For $n=3,k=2$ Let $n>3$ Then $k-1|n,n-k|n$ but $max(k-1,n-k) \geq \frac{n-1}{2}>\frac{n}{3}$ so $n=2max(k-1,n-k)$ or $n=k-1$ $n=2k-2 \to k-2|2k-2 \to k-2|2 \to k=3,n=4$ or $k=4,n=6$ $n=2n-2k \to n=2k$ contradiction because $0$ should be divisor $k=n+1 $ Let $d>1,d\leq \frac{n}{2}$ is divisor of $n$ then $n+1-d|n \to n+1-d \leq \frac{n}{2} \to n+2\leq 2d \to$ contradiction.

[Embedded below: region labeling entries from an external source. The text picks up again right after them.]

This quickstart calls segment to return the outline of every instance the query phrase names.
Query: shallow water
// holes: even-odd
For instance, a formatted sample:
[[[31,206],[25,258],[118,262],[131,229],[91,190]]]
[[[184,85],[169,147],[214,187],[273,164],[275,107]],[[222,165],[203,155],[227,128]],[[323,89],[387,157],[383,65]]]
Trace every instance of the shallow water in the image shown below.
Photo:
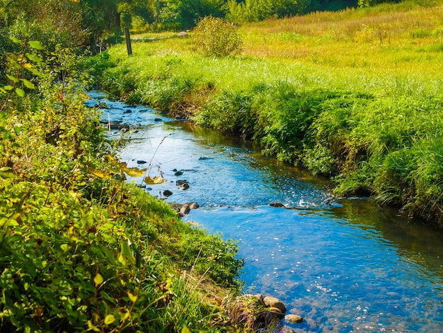
[[[277,297],[301,315],[303,323],[287,324],[294,332],[443,332],[441,231],[365,198],[331,203],[326,180],[261,157],[251,142],[90,96],[90,105],[110,106],[103,120],[137,130],[125,135],[122,159],[167,180],[146,191],[198,203],[185,219],[238,241],[245,291]]]

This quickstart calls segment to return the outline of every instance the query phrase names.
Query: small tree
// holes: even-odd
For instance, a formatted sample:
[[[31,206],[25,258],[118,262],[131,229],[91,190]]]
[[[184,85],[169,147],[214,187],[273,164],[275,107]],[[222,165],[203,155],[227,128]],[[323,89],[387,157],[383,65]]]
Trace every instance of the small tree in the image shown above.
[[[234,23],[207,16],[193,30],[195,50],[206,57],[224,57],[241,52],[241,37]]]

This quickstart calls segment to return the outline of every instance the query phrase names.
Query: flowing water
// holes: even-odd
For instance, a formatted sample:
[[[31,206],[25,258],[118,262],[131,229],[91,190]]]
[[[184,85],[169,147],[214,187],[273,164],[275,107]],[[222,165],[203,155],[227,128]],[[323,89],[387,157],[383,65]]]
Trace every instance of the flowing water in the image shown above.
[[[326,180],[263,157],[251,142],[90,96],[89,105],[108,105],[103,120],[137,130],[125,135],[122,159],[167,180],[146,191],[198,203],[184,219],[238,241],[245,291],[277,297],[287,314],[302,316],[286,323],[294,332],[443,332],[441,231],[364,198],[331,201]]]

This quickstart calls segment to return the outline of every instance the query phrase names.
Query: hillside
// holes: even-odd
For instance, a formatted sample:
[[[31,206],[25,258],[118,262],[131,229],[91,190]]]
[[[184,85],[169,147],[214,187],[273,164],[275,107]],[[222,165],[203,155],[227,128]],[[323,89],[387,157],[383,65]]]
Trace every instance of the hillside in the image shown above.
[[[406,1],[244,24],[242,53],[227,57],[196,53],[192,31],[145,34],[131,57],[113,47],[91,73],[130,103],[328,176],[337,196],[440,225],[442,11]]]

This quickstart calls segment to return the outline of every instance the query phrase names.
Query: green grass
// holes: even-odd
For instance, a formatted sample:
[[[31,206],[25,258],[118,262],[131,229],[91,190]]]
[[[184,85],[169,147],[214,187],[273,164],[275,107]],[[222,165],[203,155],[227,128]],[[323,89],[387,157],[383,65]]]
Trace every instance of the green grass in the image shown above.
[[[141,171],[113,156],[69,50],[13,57],[40,74],[0,95],[0,331],[219,332],[236,245],[122,180]]]
[[[127,101],[188,113],[330,176],[338,196],[443,225],[442,13],[442,1],[314,13],[240,26],[237,57],[201,57],[170,33],[91,62],[110,57],[97,81]]]

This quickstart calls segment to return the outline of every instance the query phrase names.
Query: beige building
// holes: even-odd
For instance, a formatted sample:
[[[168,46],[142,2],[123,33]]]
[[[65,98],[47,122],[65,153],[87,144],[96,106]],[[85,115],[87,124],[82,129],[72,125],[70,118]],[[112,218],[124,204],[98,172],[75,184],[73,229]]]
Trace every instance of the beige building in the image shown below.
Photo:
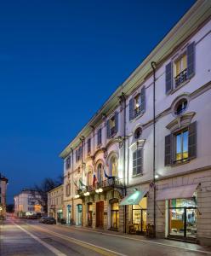
[[[0,173],[0,216],[6,217],[6,193],[7,193],[7,177],[1,176]]]
[[[211,1],[197,1],[61,152],[68,224],[211,243]]]
[[[18,217],[26,217],[43,213],[41,195],[32,189],[23,189],[14,195],[14,214]]]
[[[48,193],[48,216],[53,217],[57,222],[63,218],[63,184]]]

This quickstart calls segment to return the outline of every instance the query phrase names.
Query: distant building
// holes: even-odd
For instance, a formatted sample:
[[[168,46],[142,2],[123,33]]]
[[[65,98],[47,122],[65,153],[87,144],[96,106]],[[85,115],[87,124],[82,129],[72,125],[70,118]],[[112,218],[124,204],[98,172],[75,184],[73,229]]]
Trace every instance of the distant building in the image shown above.
[[[48,193],[48,216],[54,217],[57,222],[63,218],[63,184]]]
[[[14,195],[14,214],[24,217],[41,213],[43,208],[41,205],[41,196],[37,191],[23,189],[19,195]]]
[[[6,216],[6,192],[8,178],[0,173],[0,216]]]

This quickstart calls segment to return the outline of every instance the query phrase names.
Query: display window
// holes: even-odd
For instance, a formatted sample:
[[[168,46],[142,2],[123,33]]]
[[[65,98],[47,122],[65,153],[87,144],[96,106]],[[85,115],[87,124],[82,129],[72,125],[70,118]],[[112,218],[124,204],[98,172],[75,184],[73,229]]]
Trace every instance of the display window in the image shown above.
[[[196,238],[197,236],[196,199],[173,199],[169,201],[169,236]]]

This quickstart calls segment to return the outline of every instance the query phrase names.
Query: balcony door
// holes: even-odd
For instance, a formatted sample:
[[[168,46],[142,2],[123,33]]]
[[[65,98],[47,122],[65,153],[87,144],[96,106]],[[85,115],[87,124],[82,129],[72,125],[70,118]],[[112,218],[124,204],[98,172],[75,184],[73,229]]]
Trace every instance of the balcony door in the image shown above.
[[[100,201],[96,203],[96,227],[103,228],[104,224],[104,201]]]

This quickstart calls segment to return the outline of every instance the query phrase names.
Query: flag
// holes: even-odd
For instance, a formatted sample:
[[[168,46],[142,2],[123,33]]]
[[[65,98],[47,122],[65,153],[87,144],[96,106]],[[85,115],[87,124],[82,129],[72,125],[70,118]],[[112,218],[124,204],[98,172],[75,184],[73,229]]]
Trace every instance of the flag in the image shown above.
[[[113,178],[112,176],[107,175],[107,173],[106,173],[106,171],[105,171],[105,168],[103,168],[103,171],[104,171],[104,175],[105,175],[105,177],[106,177],[106,178],[108,178],[108,179]]]
[[[80,187],[86,188],[86,185],[83,184],[83,183],[82,182],[82,180],[79,178],[79,183],[80,183]]]
[[[93,186],[94,187],[96,182],[97,182],[96,174],[95,174],[95,172],[94,172],[94,176],[93,176]]]
[[[77,184],[73,181],[74,185],[79,189]]]

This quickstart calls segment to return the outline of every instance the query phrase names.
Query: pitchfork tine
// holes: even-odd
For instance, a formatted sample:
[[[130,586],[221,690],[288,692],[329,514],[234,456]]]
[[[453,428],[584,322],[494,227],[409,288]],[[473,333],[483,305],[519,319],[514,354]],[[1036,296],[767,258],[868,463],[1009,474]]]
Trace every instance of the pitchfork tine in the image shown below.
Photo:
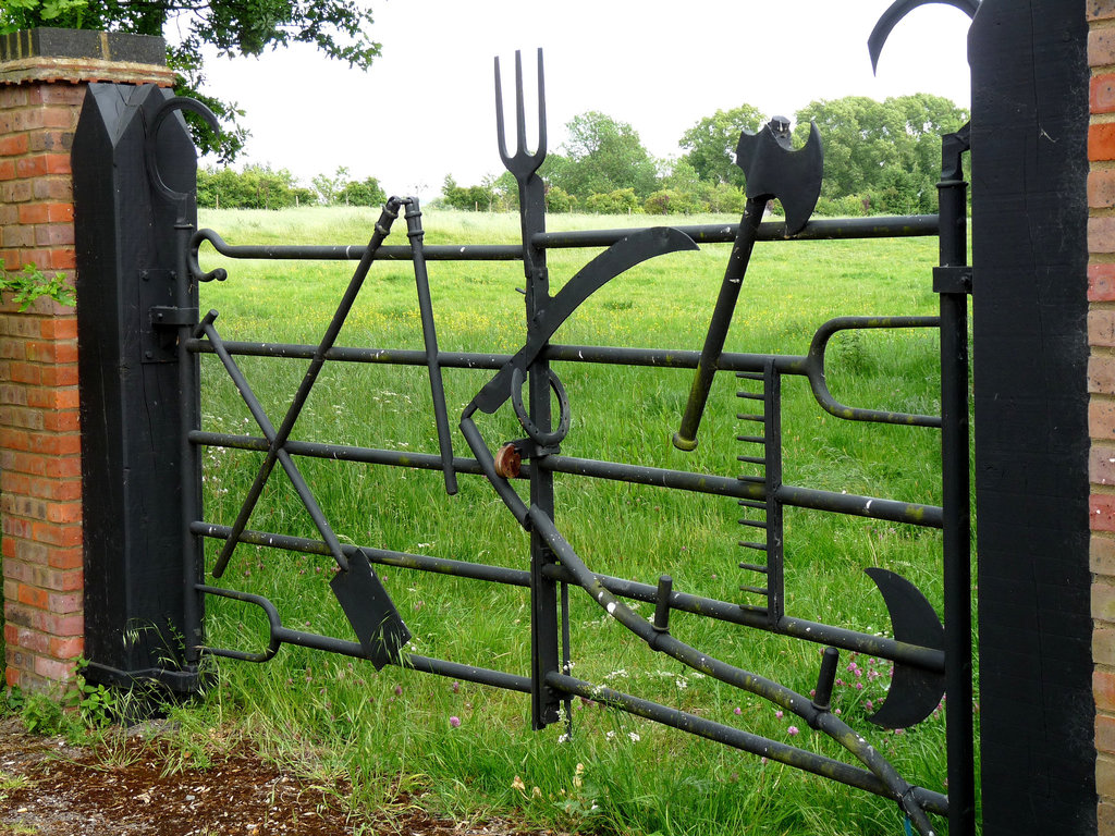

So $n$ is prime Answer $n=3,4,6$ or prime

Answer: n is prime, or n=4, or n=6 Proof: For every prime number n, k=n+1 works. For n=4, k=3 works. For n=6, k=4 works. Assume that n is not a prime. Let p be the smallest prime divisor of n. k-1|n, implies 2<=k<=n+1 If k=n+1, then n+1-p|n, hence n+1-p|p-1 but n-p+1>=2p-p+1=p+1>p-1. a contradiction. Hence, 2<=k<=n n-k|n Hence, n-k|k, implying n/2<=k<=n-1 The largest two divisors of n are n, and n/p=m k-m|n. Hence k-m>=p or k=m+1 k-p|n. Hence k-p<=m Implying: k=m+1 or k=m+p If k=m+1, then, if p>2 n-k|n n-m-1|n But p(n-m-1)=pn-n-p=n(p-1)-p>=n+n-p>n. A contradiction. p=2 n=2m k=m+1 k-2=m-1|2m m-1|2 m=2 or 3 n=4 or 6. If k=m+p k-1|n m+p-1|n m+p-1>m, hence, m+p-1=n. k=n+1, which contradicts k<=n-1. Done.

Isn't $n=1$ solution as well (one can just take $k=2$)?